If there's water getting inside, you're the expert who is going to diagnose that, then we can make an informed decision on whether it is up to someone else to pay to fix it. For some hints to get started, look at how high up you see a stain, and if that runs all the way around the passenger compartment. That will tell us if it was due to trapped standing water, as in a flooded vehicle, or if water is running in one area up high, and running straight down. If you see droplets up high, especially on or above windows, and it's spread out over a large area, that's from condensation. I get that often in my minivan. To solve it, I just leave one window rolled down 1/4" in humid weather.
If you find evidence of water in the rear, I prefer to remove the trim panels, and dry the area, then I crawl inside and have a helper spray water up high, so it rains down in a normal fashion. If water is directed upward with a hard stream from a garden hose, water can be expected to infiltrate through vents and exhauster ports. Watch with a flashlight to see if water is sneaking in around weather seals, light housings, antenna bases, and things like that. If you see leakage around a weatherstrip, dry it, then spray the door lightly with leak-tracing powder. Close the hatch or door gently, open it, then check for places where the powder did not transfer to the weather seal. If the seal is deformed in one spot, such as when an antenna cable was run over it, you might get it straightened out by heating it a little with a hot-air gun. Another trick is to cut a slit on the side of it, then stick in a piece of vacuum hose or washer hose. If a longer section isn't sitting up high enough, you can pop the seal off, stick a piece of washer hose into the groove, then slide it back on. The hose will hold the seal up closer to the door panel. Related to this, check the adjustment of the door. Specifically, look for an edge that sits "proud" of the adjacent panel. Adjusting the hinges or the latch will close the door tighter against the seal. We use a "special tool" when testing how well a weatherstrip seals. That is a dollar bill. Close the door with the dollar draped over the seal. You're looking for any place where you can slide the dollar sideways or in and out freely. That area needs more pressure on the seal.
For door seals that appear to only leak when driving in rain, check all the tiny holes in it that they're open. Those are meant to allow air in to blow up the seal so it fits tighter when the vehicle is moving.
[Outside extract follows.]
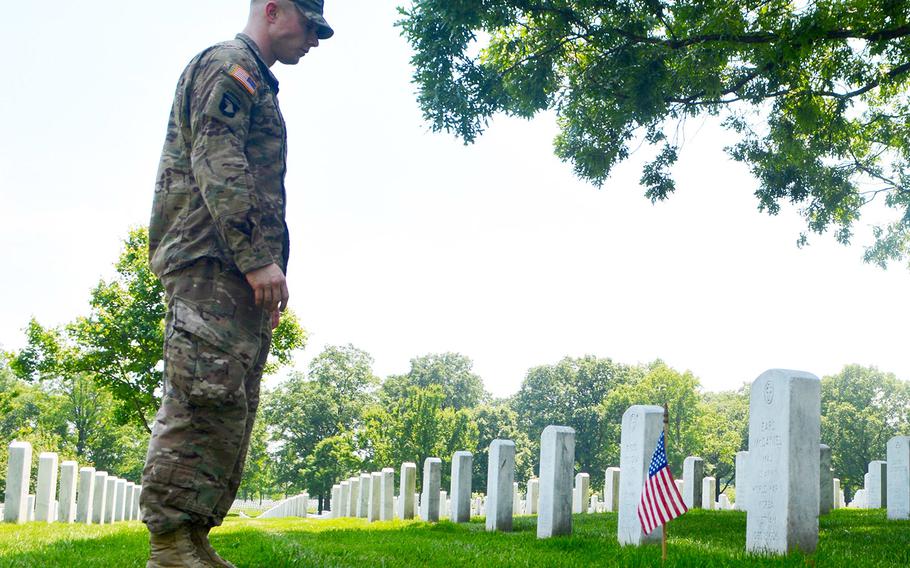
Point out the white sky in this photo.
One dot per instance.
(406, 242)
Just about every Ford truck has water leaking in through a gap in the glue holding the windshield in place. GMs are noted for leaking heater cores. Every brand of car has problems at one time or another with the AC condensate drain becoming plugged with debris, then the water spills over, usually on the front passenger floor. Those are a few examples of things I'm aware of. There was even a case history of a leaking coolant temperature sensor on a front-wheel-drive GM car. The coolant got pushed through the insulation of the wires that ran non-stop, with no connectors in between, to the Engine Computer inside the car, behind the right kick panel. After multiple attempts at solving the wet floor, the mechanic had the presence of mind to wrap the computer in a plastic bag to protect it. In fact, the bag stopped the leak for a few months, until the bag filled up and damaged the computer. That's when the cause became apparent.
My online service manual company is down for the last few days, but when they're up and running again, I'm going to check for service bulletins related to your model. Service bulletins are not recalls or for warranty repairs. They are simply problems and their elusive solutions that others have already figured out. The information is just there to help the rest of us so we don't have to diagnose this all over again.